Bench Memos

Law & the Courts

Clinton’s Tortuous 86-Day Process of Selecting RBG

That’s the topic of my new Confirmation Tales post, in which I document how Bill Clinton, over the course of nearly three months, always seemed to be just two or three weeks away from selecting his nominee to fill Justice Byron White’s seat. Here are the several lessons that I draw from that experience:

  1. Each president brings his own characteristics of decision-making to the process of nominating a justice. Different characteristics have their offsetting advantages and disadvantages. Clinton was very much at one extreme in the extent of his personal involvement in assessing the candidates and their records and in his inability to reach closure on his decision.
  2. It’s easy for the selection process to take much longer than it should.
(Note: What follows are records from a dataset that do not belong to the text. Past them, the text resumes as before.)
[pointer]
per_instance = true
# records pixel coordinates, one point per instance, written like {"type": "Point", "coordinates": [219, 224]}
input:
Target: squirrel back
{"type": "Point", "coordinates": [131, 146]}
Clinton had the luxury of a lot of time, so his slow pace didn’t hurt him much. (As I will discuss later, Obama’s effort to fill the Scalia vacancy in 2016 would have been much more likely to succeed if he had selected a nominee within a week of Scalia’s death rather than 31 days later.)
  3. Short-term political considerations (e.g., the White House’s fear of eroding its Senate majority) can play a seemingly disproportionate role in the process. There is a temporal mismatch between the desire of a president and White House staffers to secure a political victory and the decades-long impact that a justice might have on the Court.
  4. A White House doesn’t do itself or potential candidates any favors by leaking their names. Leaks give opponents an opportunity to concentrate their fire. Yes, it’s useful to know in advance who might not be happy with a nominee, but there are better ways to find that out than by triggering responses to news articles.
  5. No matter how intent a president is on selecting a politician with a “big heart” and a breadth of real-world experience outside what some deride as the “judicial monastery,” there will always be various judges who will be viewed as safer and higher-quality picks. The longer the process goes, the less likely it is that a president will try something daring. (The last politician to be appointed to the Court was Earl Warren seven decades ago.)